Studio: Data Visualization with Python

Getting Started

Warning

We have created a new repo for Class 19 and 20 exercises and studios. Please fork this repo to your Github account, and then clone it to your local device

Class 19 and 20 Exercise Studio Repo

Open up data-analysis-projects-class-19-and-20/class-19/studio/. You will be working in the file data-viz-studio.ipynb.

The Data

Your mentors will split you up into small groups and each group will be given something in the dataset to visualize.

For this studio, we will be using this Goodreads dataset on Kaggle.

Note

This dataset was cleaned before being uploaded and is included in the above GitHub repository, so you can focus on the visualizations.

Decide What to Visualize

As a group, decide which dataset you want to use to create your visualization:

  1. Number of books published per year.
  2. Number of books published by each publisher.
  3. Text ratings count versus reviews count.
Note

Some publishers’ names are in non-Latin scripts, such as Japanese and Russian.
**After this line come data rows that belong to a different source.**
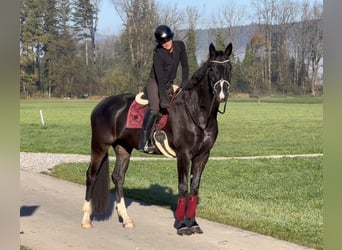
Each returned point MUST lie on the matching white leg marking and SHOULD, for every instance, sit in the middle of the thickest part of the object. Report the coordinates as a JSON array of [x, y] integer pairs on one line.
[[122, 212], [87, 210]]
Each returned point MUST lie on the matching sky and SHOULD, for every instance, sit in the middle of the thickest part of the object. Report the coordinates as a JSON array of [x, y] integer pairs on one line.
[[109, 22]]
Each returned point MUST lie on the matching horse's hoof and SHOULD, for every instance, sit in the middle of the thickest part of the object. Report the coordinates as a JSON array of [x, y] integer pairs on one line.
[[195, 229], [87, 225], [128, 224], [182, 229]]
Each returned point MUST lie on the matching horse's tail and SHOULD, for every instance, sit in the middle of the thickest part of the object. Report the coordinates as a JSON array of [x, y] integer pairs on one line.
[[100, 193]]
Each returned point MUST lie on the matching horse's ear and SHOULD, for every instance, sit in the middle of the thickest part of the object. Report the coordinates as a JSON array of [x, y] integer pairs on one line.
[[229, 49], [212, 50]]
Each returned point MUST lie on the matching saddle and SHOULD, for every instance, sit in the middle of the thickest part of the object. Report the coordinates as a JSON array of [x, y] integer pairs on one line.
[[135, 118]]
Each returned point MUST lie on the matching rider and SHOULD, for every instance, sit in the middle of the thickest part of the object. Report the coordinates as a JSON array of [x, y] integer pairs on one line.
[[167, 55]]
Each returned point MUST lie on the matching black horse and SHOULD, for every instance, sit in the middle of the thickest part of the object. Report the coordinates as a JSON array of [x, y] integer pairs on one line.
[[191, 130]]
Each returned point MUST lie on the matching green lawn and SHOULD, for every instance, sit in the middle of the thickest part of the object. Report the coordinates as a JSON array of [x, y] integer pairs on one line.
[[247, 128], [277, 197]]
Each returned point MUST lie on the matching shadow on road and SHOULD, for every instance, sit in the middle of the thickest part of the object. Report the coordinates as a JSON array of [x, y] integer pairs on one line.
[[27, 210]]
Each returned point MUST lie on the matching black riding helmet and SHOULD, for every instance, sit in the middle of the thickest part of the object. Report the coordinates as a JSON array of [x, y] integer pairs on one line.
[[163, 33]]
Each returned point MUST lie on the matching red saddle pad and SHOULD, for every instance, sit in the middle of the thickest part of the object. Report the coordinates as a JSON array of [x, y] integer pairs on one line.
[[135, 116]]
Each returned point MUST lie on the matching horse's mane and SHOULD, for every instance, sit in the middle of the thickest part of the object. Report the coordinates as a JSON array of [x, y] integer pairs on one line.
[[198, 75]]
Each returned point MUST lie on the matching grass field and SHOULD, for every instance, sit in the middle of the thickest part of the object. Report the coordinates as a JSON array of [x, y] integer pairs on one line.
[[277, 197]]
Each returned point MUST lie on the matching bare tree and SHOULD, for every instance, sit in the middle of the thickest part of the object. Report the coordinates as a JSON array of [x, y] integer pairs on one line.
[[285, 15], [265, 12], [139, 20], [232, 16]]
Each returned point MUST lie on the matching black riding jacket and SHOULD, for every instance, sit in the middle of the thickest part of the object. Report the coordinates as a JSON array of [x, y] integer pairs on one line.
[[165, 64]]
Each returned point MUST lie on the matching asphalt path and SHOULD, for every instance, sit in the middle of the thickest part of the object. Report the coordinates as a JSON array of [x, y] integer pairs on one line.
[[51, 213]]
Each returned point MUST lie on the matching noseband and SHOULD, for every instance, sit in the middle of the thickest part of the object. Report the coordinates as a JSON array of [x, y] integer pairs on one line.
[[219, 82]]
Matplotlib may not know how to display these names; that is okay!

Create Your Visualizations

Once you have your group, everyone in the group needs to make two visualizations:

  1. One made using Matplotlib.
  2. One made using Seaborn.
  3. These visualizations can be of any chart type.
  4. Make sure that everyone is doing something different!

Share with Your Group

When everyone is done creating their two charts, come back together and discuss as a group which chart most effectively tells the story.

Feel free to also try different color schemes and style the winning chart as a group to make it even stronger!

Present to the Class

When the whole class comes back together, each group will present their winning chart.

Each presentation should be about 5 minutes and cover:

  1. Why they picked this chart?
  2. What was effective about the chart for them?
  3. What changes do they think would make the chart even better?

Submitting Your Work

When finished make sure to push your changes up to GitHub.

Copy the link to your GitHub repository and paste it into the submission box in Canvas for Studio: Data Visualization w/Python and click Submit.